Legendary Brazilian singer and Tropicália figurehead, Gal Costa, RIP

The great Gal Costa, whose incredible singing and proto-punk mindset was key to defining the Brazilian Tropicália art movement of the late 1960s, died yesterday at age 77. While informed by bossa nova, her expansive style blended psychedelia, soul, and jazz that continues to influence contemporary artists decades later.

"You have to be attentive and strong," Costa famously sang. "We don't have time to fear death."

From the New York Times:

Ms. Costa's voice, a lustrous mezzo-soprano, was a marvel of grace and vitality, equally capable of gravity-defying delicacy, tart teasing, jazzy agility and rock intensity. Over a recording career that spanned more than 50 years and three dozen albums, she championed innovative Brazilian songwriters and cross-fertilized Brazilian regional styles with international pop and rock.
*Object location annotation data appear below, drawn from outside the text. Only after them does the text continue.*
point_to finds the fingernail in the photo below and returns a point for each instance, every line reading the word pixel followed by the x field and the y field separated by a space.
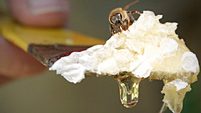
pixel 38 7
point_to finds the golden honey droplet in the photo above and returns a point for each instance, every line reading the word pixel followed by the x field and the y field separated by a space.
pixel 129 90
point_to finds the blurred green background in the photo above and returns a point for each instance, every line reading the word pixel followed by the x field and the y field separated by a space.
pixel 50 93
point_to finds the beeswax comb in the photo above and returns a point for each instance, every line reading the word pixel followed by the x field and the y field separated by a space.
pixel 47 45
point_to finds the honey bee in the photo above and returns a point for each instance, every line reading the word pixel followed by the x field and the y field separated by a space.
pixel 120 19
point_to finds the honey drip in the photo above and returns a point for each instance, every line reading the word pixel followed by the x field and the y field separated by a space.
pixel 129 90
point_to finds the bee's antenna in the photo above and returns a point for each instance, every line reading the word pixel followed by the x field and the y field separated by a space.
pixel 130 4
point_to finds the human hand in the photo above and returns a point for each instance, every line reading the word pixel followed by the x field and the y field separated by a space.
pixel 14 62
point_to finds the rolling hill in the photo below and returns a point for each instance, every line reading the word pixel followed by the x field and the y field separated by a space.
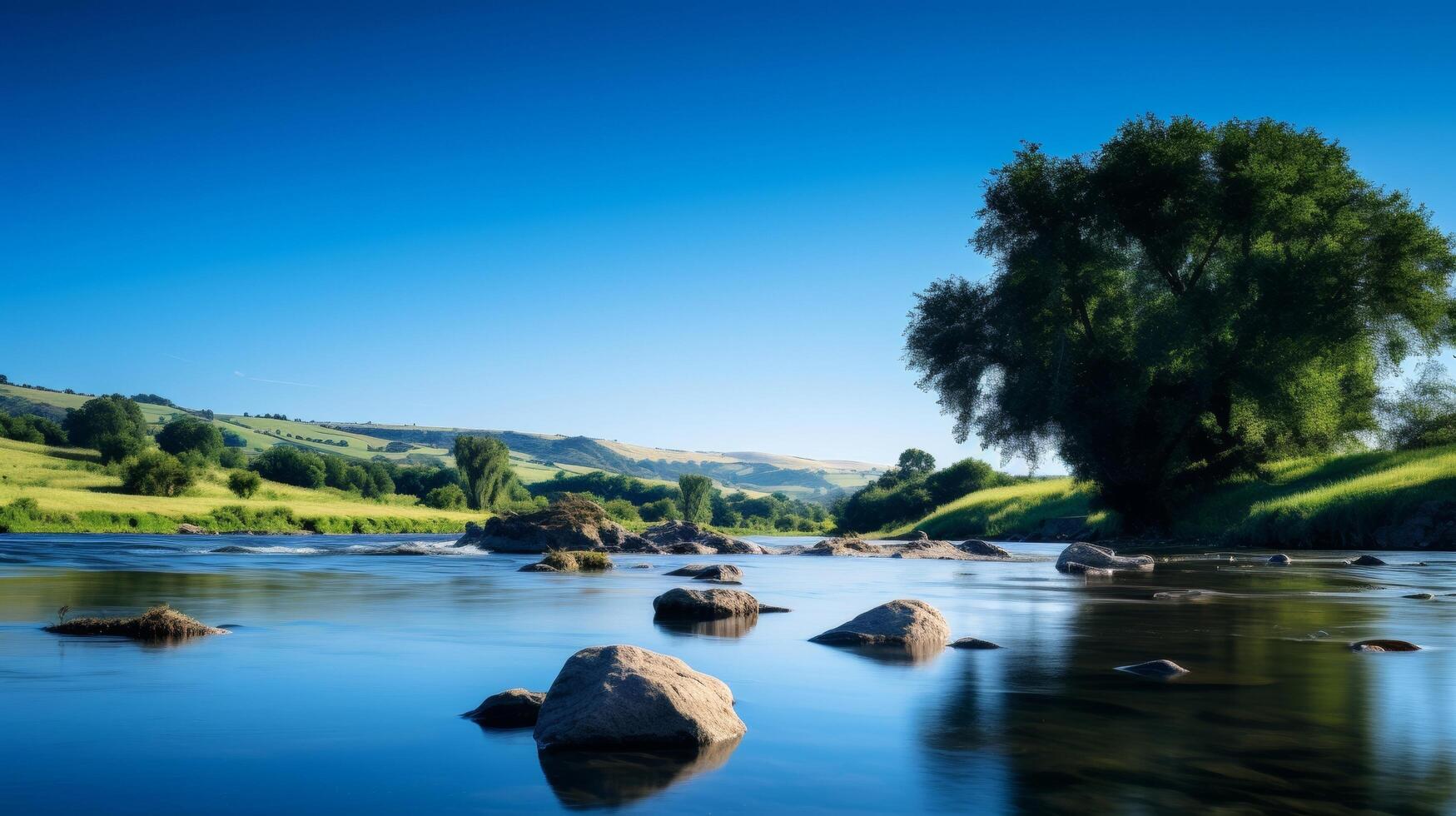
pixel 534 456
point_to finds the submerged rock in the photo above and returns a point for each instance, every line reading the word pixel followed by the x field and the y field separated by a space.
pixel 1101 559
pixel 511 709
pixel 568 524
pixel 1384 646
pixel 1158 669
pixel 974 643
pixel 624 697
pixel 717 573
pixel 703 604
pixel 985 548
pixel 899 623
pixel 673 535
pixel 157 624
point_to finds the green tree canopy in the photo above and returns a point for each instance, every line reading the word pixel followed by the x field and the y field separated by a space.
pixel 485 465
pixel 111 425
pixel 696 497
pixel 1181 305
pixel 191 435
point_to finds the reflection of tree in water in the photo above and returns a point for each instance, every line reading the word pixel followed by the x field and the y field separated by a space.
pixel 1263 722
pixel 589 780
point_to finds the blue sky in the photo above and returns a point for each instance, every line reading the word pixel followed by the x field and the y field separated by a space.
pixel 683 225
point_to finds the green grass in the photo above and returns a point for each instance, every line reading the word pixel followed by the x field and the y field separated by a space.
pixel 1315 501
pixel 72 491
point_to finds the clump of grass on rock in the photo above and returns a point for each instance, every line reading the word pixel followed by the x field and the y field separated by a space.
pixel 157 624
pixel 577 561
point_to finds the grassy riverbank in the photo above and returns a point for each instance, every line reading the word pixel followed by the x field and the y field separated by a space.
pixel 1315 501
pixel 67 490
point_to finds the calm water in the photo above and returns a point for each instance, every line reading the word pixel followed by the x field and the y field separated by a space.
pixel 341 685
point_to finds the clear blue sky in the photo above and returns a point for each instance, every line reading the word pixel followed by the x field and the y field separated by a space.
pixel 683 225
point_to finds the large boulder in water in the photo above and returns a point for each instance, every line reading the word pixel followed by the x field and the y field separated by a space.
pixel 568 524
pixel 703 604
pixel 511 709
pixel 983 548
pixel 1100 559
pixel 847 545
pixel 717 573
pixel 899 623
pixel 672 534
pixel 157 625
pixel 624 699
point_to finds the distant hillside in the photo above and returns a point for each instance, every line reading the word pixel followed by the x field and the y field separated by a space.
pixel 534 456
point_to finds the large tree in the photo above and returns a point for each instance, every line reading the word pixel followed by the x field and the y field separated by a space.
pixel 111 425
pixel 485 465
pixel 1181 305
pixel 698 497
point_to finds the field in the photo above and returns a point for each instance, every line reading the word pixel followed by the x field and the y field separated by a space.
pixel 1315 501
pixel 75 493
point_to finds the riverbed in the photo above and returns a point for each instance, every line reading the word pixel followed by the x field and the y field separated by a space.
pixel 351 658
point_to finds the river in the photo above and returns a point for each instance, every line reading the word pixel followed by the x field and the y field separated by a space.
pixel 351 658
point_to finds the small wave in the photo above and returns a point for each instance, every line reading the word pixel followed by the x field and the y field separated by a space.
pixel 404 548
pixel 239 550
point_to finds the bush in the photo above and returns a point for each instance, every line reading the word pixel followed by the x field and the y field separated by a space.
pixel 191 435
pixel 231 458
pixel 155 472
pixel 290 465
pixel 622 510
pixel 660 510
pixel 447 497
pixel 243 483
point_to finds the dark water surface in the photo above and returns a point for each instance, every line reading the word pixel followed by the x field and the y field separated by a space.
pixel 342 681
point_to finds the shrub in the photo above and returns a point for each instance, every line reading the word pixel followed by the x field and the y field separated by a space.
pixel 155 472
pixel 447 497
pixel 191 435
pixel 243 483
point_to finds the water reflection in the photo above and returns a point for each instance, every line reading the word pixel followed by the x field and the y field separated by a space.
pixel 591 780
pixel 734 627
pixel 1263 722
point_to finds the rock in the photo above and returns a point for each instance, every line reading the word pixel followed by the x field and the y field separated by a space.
pixel 1160 669
pixel 568 524
pixel 157 624
pixel 703 604
pixel 1183 595
pixel 689 548
pixel 939 550
pixel 1384 646
pixel 674 534
pixel 511 709
pixel 622 699
pixel 983 548
pixel 899 623
pixel 1072 567
pixel 974 643
pixel 847 545
pixel 717 573
pixel 1100 557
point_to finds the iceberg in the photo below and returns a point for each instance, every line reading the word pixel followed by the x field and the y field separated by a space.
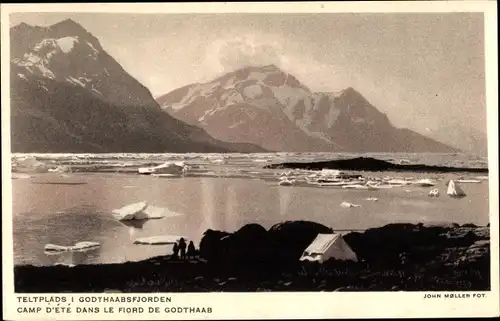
pixel 348 205
pixel 20 176
pixel 356 186
pixel 159 240
pixel 434 192
pixel 454 190
pixel 286 182
pixel 60 169
pixel 85 246
pixel 425 182
pixel 330 172
pixel 401 182
pixel 78 247
pixel 468 181
pixel 142 211
pixel 176 168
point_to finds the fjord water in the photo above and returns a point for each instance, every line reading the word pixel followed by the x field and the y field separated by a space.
pixel 48 208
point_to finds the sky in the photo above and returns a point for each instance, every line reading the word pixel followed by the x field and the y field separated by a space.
pixel 424 70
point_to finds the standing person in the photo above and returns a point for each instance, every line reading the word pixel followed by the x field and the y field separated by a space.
pixel 175 249
pixel 191 250
pixel 182 248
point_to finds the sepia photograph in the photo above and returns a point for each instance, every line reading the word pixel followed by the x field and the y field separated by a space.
pixel 179 152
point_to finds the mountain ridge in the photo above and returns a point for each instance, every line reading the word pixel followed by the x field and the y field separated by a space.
pixel 250 98
pixel 69 95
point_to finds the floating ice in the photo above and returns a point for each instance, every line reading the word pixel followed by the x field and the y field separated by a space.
pixel 454 190
pixel 142 211
pixel 330 172
pixel 398 182
pixel 356 186
pixel 434 192
pixel 177 168
pixel 348 205
pixel 159 240
pixel 60 169
pixel 468 181
pixel 286 182
pixel 20 176
pixel 425 182
pixel 78 247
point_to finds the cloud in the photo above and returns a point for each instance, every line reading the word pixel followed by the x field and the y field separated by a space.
pixel 229 54
pixel 226 55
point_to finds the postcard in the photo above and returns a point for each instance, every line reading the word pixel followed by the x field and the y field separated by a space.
pixel 250 160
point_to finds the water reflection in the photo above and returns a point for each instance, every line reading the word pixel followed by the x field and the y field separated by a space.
pixel 285 198
pixel 63 215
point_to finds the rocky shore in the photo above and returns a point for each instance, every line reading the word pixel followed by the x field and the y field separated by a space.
pixel 395 257
pixel 374 165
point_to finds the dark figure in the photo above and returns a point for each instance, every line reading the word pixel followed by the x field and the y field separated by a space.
pixel 191 250
pixel 176 251
pixel 182 248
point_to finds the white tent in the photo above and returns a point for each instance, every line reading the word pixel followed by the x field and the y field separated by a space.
pixel 326 246
pixel 454 190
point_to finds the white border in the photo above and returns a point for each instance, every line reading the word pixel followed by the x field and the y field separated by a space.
pixel 280 305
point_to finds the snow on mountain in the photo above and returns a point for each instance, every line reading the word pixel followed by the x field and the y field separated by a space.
pixel 249 103
pixel 69 95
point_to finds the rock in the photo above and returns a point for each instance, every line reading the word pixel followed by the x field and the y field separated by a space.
pixel 385 245
pixel 249 246
pixel 210 245
pixel 469 225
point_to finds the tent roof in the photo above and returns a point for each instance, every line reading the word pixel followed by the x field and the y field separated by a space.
pixel 322 243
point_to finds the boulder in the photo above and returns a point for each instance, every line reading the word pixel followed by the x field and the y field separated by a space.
pixel 249 246
pixel 386 244
pixel 210 245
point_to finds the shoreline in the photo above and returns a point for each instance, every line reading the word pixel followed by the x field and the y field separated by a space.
pixel 394 257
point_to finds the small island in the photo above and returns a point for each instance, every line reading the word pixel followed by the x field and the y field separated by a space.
pixel 374 165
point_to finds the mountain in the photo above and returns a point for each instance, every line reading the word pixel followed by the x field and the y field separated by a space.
pixel 69 95
pixel 271 108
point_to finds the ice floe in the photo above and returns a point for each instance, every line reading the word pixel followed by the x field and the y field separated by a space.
pixel 424 182
pixel 78 247
pixel 159 240
pixel 468 181
pixel 60 169
pixel 176 168
pixel 434 192
pixel 286 182
pixel 142 211
pixel 349 205
pixel 454 190
pixel 20 176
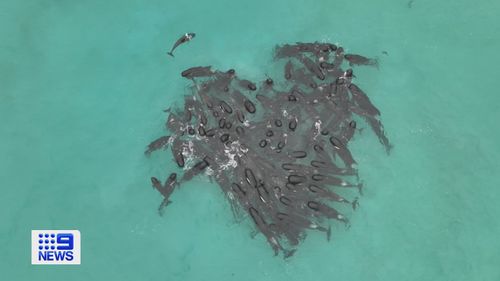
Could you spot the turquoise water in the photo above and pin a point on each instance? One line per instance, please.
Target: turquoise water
(83, 85)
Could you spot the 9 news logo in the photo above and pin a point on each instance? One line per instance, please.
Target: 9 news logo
(55, 247)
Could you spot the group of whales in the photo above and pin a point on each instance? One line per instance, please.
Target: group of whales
(278, 149)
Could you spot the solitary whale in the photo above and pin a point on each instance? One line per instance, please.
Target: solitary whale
(185, 38)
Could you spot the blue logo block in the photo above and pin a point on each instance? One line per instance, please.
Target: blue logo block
(55, 247)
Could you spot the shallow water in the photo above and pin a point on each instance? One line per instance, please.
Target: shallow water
(83, 85)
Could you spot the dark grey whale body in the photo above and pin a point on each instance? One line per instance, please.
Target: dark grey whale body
(278, 149)
(184, 38)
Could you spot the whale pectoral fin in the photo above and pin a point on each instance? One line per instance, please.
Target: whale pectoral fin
(163, 204)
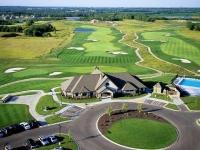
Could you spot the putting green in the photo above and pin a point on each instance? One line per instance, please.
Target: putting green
(104, 37)
(142, 133)
(174, 46)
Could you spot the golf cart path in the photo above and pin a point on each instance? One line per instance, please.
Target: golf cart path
(32, 79)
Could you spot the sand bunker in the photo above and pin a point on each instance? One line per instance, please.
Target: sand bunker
(117, 53)
(77, 48)
(55, 73)
(185, 61)
(92, 40)
(12, 70)
(168, 34)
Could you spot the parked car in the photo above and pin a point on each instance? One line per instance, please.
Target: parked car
(25, 125)
(34, 124)
(3, 132)
(44, 140)
(31, 144)
(17, 128)
(7, 98)
(8, 147)
(10, 130)
(59, 148)
(52, 139)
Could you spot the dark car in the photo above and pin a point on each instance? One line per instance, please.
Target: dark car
(7, 98)
(17, 128)
(3, 132)
(34, 124)
(30, 143)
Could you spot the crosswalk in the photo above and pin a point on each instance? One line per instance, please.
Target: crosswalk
(155, 103)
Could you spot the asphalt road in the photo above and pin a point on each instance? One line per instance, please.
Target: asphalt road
(87, 136)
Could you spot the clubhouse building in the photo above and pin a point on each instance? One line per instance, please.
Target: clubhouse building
(102, 85)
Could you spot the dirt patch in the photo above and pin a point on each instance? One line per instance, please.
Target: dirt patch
(105, 121)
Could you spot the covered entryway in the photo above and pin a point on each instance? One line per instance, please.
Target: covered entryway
(106, 94)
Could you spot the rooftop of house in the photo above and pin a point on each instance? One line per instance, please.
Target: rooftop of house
(91, 82)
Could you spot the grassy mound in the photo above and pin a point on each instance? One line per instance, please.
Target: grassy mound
(11, 114)
(47, 102)
(142, 133)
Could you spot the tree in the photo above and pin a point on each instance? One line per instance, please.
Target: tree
(69, 135)
(109, 112)
(125, 108)
(139, 107)
(29, 22)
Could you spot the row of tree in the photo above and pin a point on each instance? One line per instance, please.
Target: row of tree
(11, 28)
(6, 22)
(39, 30)
(193, 26)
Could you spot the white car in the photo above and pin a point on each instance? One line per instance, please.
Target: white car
(53, 139)
(25, 125)
(44, 140)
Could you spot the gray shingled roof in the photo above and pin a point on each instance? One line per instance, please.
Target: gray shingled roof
(120, 79)
(87, 83)
(84, 82)
(129, 86)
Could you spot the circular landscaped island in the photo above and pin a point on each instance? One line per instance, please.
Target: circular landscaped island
(137, 129)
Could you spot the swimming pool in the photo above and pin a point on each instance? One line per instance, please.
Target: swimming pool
(190, 82)
(188, 85)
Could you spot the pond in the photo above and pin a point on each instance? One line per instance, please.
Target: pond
(86, 30)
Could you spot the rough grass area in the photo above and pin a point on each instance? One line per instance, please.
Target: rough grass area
(168, 45)
(24, 47)
(47, 102)
(161, 96)
(172, 106)
(45, 85)
(55, 119)
(13, 113)
(142, 133)
(132, 27)
(97, 52)
(66, 142)
(192, 102)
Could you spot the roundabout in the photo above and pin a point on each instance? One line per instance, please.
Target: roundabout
(137, 129)
(87, 135)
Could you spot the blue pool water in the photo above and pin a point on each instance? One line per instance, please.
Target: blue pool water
(190, 82)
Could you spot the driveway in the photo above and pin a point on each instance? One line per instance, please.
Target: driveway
(87, 136)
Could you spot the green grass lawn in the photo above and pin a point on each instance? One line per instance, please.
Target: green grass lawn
(142, 133)
(161, 96)
(131, 97)
(55, 119)
(67, 143)
(192, 102)
(169, 45)
(96, 52)
(45, 85)
(89, 100)
(13, 113)
(47, 101)
(172, 106)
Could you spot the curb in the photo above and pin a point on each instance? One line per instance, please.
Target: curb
(130, 148)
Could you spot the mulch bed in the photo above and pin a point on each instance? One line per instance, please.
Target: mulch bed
(105, 121)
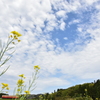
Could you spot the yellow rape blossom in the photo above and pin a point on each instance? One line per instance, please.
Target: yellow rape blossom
(7, 88)
(27, 92)
(18, 89)
(4, 84)
(15, 33)
(20, 82)
(19, 40)
(22, 75)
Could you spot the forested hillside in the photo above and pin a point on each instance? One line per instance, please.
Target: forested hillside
(82, 90)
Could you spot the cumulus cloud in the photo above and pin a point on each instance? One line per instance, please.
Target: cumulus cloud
(36, 20)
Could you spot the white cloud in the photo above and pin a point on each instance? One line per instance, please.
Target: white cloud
(38, 49)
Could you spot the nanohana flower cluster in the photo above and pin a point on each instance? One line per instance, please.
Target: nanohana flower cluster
(21, 87)
(15, 35)
(4, 48)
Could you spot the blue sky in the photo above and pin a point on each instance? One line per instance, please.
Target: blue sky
(61, 36)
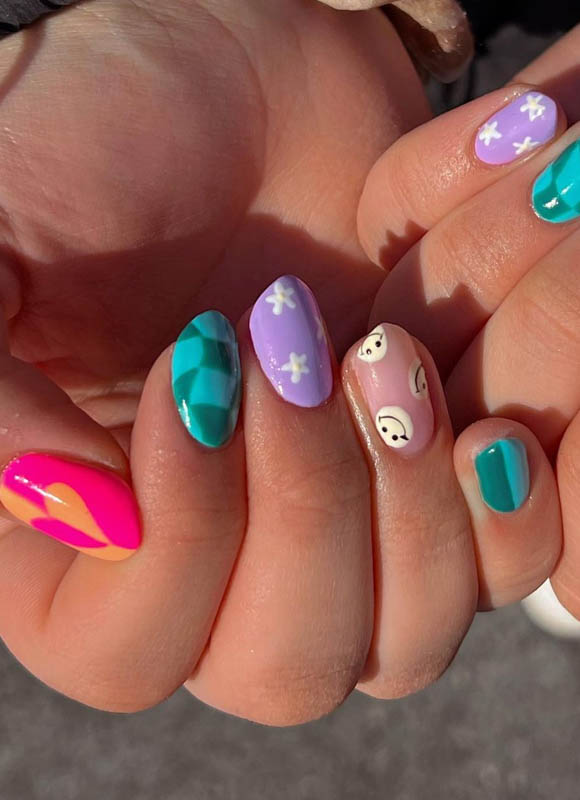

In the 1960s, Ms. Costa was at the forefront of tropicália, the movement that brought psychedelic experimentation and anti-authoritarian irreverence to Brazilian pop music. When the leading songwriters of tropicália, Gilberto Gil and Caetano Veloso, were forced into exile by Brazil's dictatorship, from 1969 to 1972, Ms. Costa recorded their songs for Brazilian listeners.

"It was not a matter of courage," she told The New York Times in 1985. "I belonged to that movement, and they were my friends."